Déjà Vu – dalam bahasa Indonesia disebut Dejavu- merupakan istilah dalam bahasa Prancis, yang berarti “sudah terlihat”. Ini adalah perasaan bahwa Anda pernah melihat atau mengalami sesuatu sebelumnya, meskipun Anda tahu, dan kemudian menyadari bahwa Anda belum pernah benar-benar melihatnya atau mengalaminya.
Apa penyebab dejavu mungkin masih belum dapat dipastikan. Menurut para ilmuwan, kesulitannya adalah karena perasaan ini cenderung muncul secara spontan dan menghilang dengan cepat, sehingga tidak mudah untuk diteliti dalam laboratorium percobaan.
Penyebab dejavu, menurut para ilmuwan
Catatan penelitian Akira Robert O’Connor, seorang psikolog kognitif di St. Andrews University, Skotlandia, tentang dejavu, termasuk apa penyebab deja vu, mungkin bisa memberikan informasi kepada kita untuk lebih memahami sensasi dejavu ini.
Berikut dibawah ini, Stephanie Pappas, seorang jurnalis sains, menjelaskan catatan itu, yang ditulisnya dalam laman scientificamerican.com.
Ketika sistem memori bekerja dengan sedikit tidak teratur
Stephanie mengutip catatan Akira Robert O’Connor, yang menyatakan bahwa, perasaan itu – penyebab dejavu – bisa terjadi saat area otak kita, yang bertugas mengenali situasi dan keadaan yang akrab, atau sudah dikenal, dirangsang secara tidak tepat.
Akan tetapi kemudian, “Bagian lain dari otak memeriksa perasaan keakraban ini dengan ingatan Anda akan pengalaman masa lalu,” tulis Stephanie.
Ia menambahkan, “Ketika tidak ada kecocokan nyata yang ditemukan, hasilnya adalah perasaan tidak nyaman karena telah melihat semuanya sebelumnya, disertai dengan pengetahuan atau kesadaran bahwa Anda belum pernah melihatnya.”
Sementara itu, menurut catatan O’Connor, ketika kita menyadari bahwa semua pengalaman yang kita alami ini tidak sesuai, pada saat itu, kita tahu kita telah melakukan kesalahan. Inilah mengapa itu terasa seperti kesalahan, meskipun itu sebenarnya pertanda baik, bahwa kita menyadari kesalahan kita.
Itulah yang membedakan perasaan deja vu dengan demensia. Sementara pada sensasi dejavu, perasaan keakraban ini akhirnya disadari sebagai suatu kesalahan, sedangkan pada kelainan demensia, perasaan keakraban yang sebenarnya tidak nyata itu tidak disadari sebagai suatu kesalahan.

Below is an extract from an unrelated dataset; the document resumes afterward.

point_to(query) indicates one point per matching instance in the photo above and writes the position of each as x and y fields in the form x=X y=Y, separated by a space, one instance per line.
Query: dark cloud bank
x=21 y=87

Bagian otak yang bertanggung jawab untuk mendeteksi keakraban bekerja terlalu antusias

Penyebab dejavu lainnya, yaitu kadang-kadang, bagian otak yang bertanggung jawab untuk mendeteksi keakraban, dan memainkan peran besar dalam mengodekan dan mengambil ingatan, bekerja terlalu antusias tanpa alasan tertentu, seperti dalam catatan O’Connor.
“Mendukung hipotesis random-misfire, ini adalah fakta bahwa orang muda benar-benar mengalami lebih banyak dejavu daripada orang tua,” tulis Stephanie.
Stephanie mengutip catatan O’Connor, “Otak yang lebih muda sedikit lebih bersemangat, cenderung lebih cepat bergerak daripada menahan diri.”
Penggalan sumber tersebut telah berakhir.